[Vol.28 No.3] A Study on North Korea’s Economic System: Actual Conditions & Evaluation

North Korean Economy Team(82-2-759-5468)

Author: Moon-Soo Yang(University of North Korea), Song Lim(Bank of Korea)

 The main purpose of this study is to understand and evaluate actual conditions in the North Korean economic system. In particular, the analysis focuses on trends and current levels after a period of economic hardship, but it approaches it from a perspective where it compares it with common experiences seen in socialist countries regarding economic reform.

 In order to overcome the chaos caused by the economic difficulties known as the “Arduous March” or the “March of Suffering” that occurred in the middle of the 1990s, North Korea implemented the “7.1 New Economic Management Policy” under Kim Jong-il and the “Our Style Economic Management Methods” under Kim Jong-un. In addition, the North Korean government has gradually modified its economic theories to justify and rationalize these reform policies, especially the introduction of market economic factors.

 In this regard, an evaluation by experts has concluded that North Korea’s level of economic reform has continued to rise every 10 years. As of the 2010s, it was found that the official system was in a transition phase between the improved plan and market socialism, and though it was actually in this transition phase, it was much closer to market socialism than to the improved plan.

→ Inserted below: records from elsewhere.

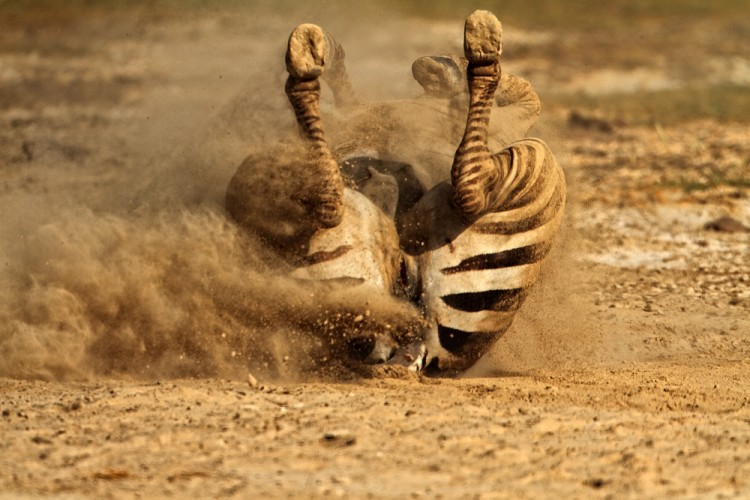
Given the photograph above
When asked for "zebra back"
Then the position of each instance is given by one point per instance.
(477, 277)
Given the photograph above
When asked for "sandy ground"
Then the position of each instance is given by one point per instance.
(626, 375)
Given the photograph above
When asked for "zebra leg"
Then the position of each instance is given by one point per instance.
(308, 51)
(475, 172)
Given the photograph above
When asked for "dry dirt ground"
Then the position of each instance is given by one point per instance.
(625, 376)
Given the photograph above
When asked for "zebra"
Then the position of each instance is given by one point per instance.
(463, 240)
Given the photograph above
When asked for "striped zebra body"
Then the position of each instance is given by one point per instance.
(464, 251)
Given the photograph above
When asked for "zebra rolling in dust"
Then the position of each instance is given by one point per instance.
(463, 241)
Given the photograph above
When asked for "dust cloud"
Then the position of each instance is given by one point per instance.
(150, 278)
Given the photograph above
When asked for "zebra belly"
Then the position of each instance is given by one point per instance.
(474, 283)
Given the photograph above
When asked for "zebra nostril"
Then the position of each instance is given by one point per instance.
(329, 214)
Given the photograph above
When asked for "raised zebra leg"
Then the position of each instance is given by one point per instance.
(285, 194)
(311, 53)
(475, 172)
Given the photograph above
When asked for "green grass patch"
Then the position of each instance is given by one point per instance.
(723, 103)
(690, 186)
(538, 14)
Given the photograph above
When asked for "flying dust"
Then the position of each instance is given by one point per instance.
(154, 280)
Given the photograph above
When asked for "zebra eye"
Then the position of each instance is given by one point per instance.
(403, 275)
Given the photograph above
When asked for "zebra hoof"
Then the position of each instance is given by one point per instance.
(414, 356)
(306, 52)
(483, 35)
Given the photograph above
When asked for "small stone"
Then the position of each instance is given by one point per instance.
(338, 438)
(252, 381)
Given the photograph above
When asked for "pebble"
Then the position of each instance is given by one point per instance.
(338, 438)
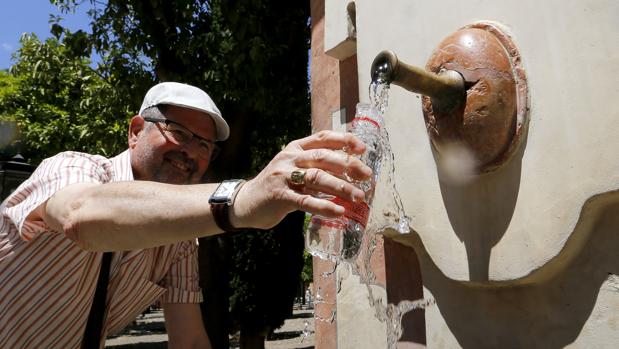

 In addition, in the current economic system in North Korea both similarities and differences can be observed at the same time concerning phenomena that are normally displayed at various stages of economic reform in socialist nations. In the former case, it was emphasized that the contents of North Korean reforms are similar to those seen in other socialist states, especially in terms of the resource allocation mechanism that was shifting from a plan-oriented mechanism to a parallel “plan and market” mechanism. In the latter case, North Korea's peculiarity stands out because of its political aspects, as it has a third-generation hereditary succession process. The evaluation by experts highlighted the inequality of reform by sector, such as prices and ownership, and the nature of ex post facto approval for changes that had already occurred.

 In addition, the background to economic and financial difficulties is important for the formation of these plans and for market coexistence systems. However, the policy of "self-reliance" peculiar to North Korea is also a core factor that cannot be ignored. In particular, it is important that institutions, provinces, companies, individuals, and the government, which together form the five core economic actors of the “self-reliance” policy, share an interest in the progress of marketization. The current economic system, which was formed through 30 years of trial and error, and which has evolved since the economic crisis, has become a structural characteristic rather than a temporary one, and an irreversible characteristic, too.